My main endo symptom
I began Creighton Model fertility charting in July 2018 because my husband and I needed answers on why I wasn’t getting pregnant. At that point we had been trying to conceive for 11 cycles using the Sympto-Thermal and Marquette methods.
I actually found Holly on Instagram through searching the #Naprotechnology hashtag, and found that she worked with the NaPro Technology doctor that was 10 minutes from my parents’ house! I began classes with her online, since we are living in Germany with the U.S. Army.
At first it felt like such an overwhelming task, and there was a point where I wanted to quit. But because Creighton integrates with NaPro and we knew that was our path, I stuck it out and I’m so glad I did. (Now I LOVE the Creighton method!)

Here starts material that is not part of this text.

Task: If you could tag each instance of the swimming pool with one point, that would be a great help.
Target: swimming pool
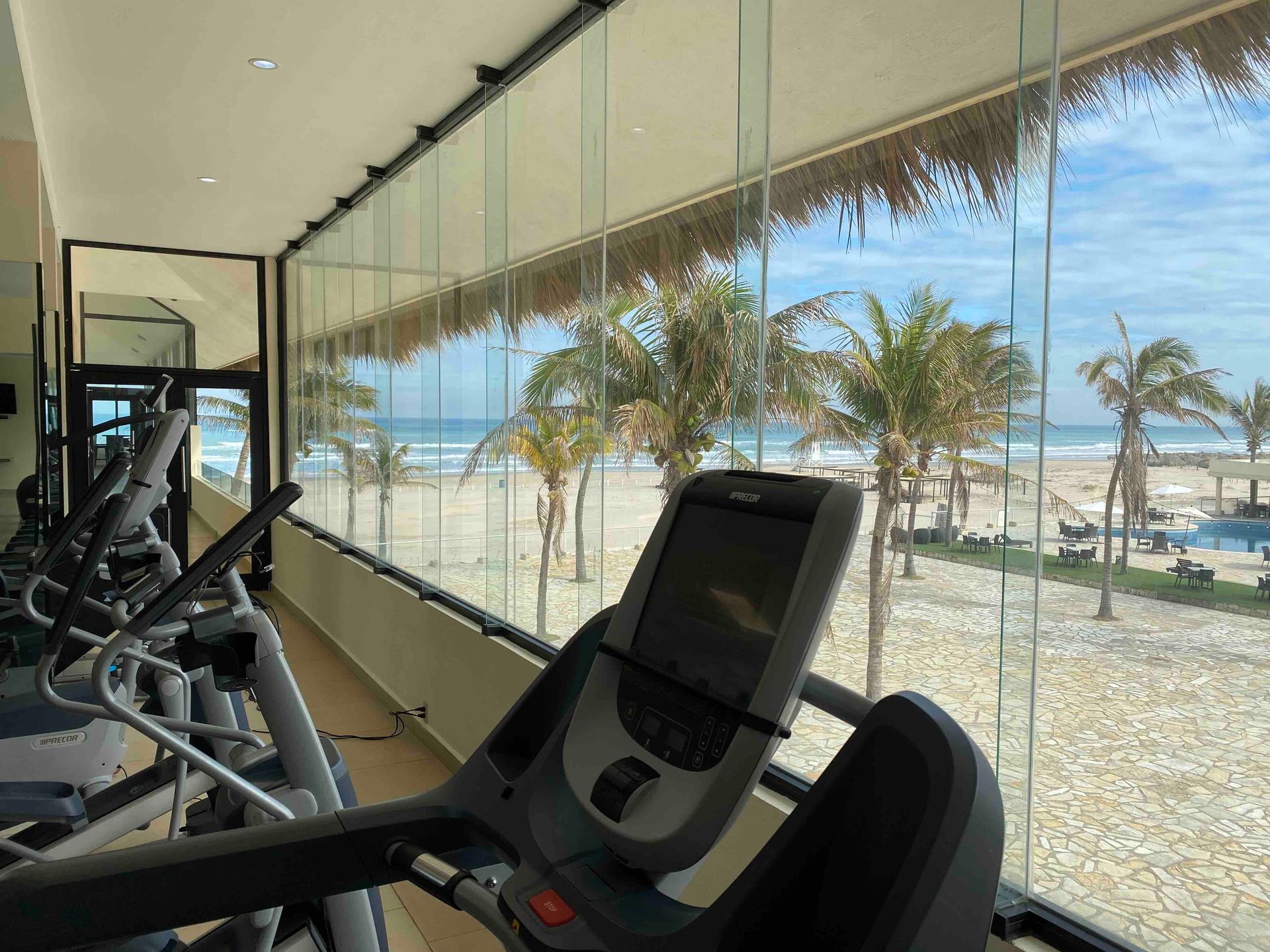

A couple cycles later, I consulted with my NaProTechnology doctor long-distance. He directed me to have a detailed panel of blood work done over the course of my cycle in September, which was mostly normal but we still tried progesterone injections to treat my prolonged PMS. (They help a lot!) The next step was to get a series of ultrasounds done to see if I was ovulating. He also suggested a diagnostic laparoscopy to look for subtle endometriosis.
My main endometriosis symptom is infertility. In the NaPro world, doctors are finding that 50% of women with endo do not have period pain, and the inability to conceive is their only symptom!
It also is mind-boggling that a woman with mild endo could have problems getting pregnant, yet another woman with extensive endo could have no problems with fertility. And two women with the same amount of endo could have totally different symptoms. These are just more mysterious aspects of this disease, and I’ve come to the conclusion that there is no such thing as “typical” endometriosis symptoms.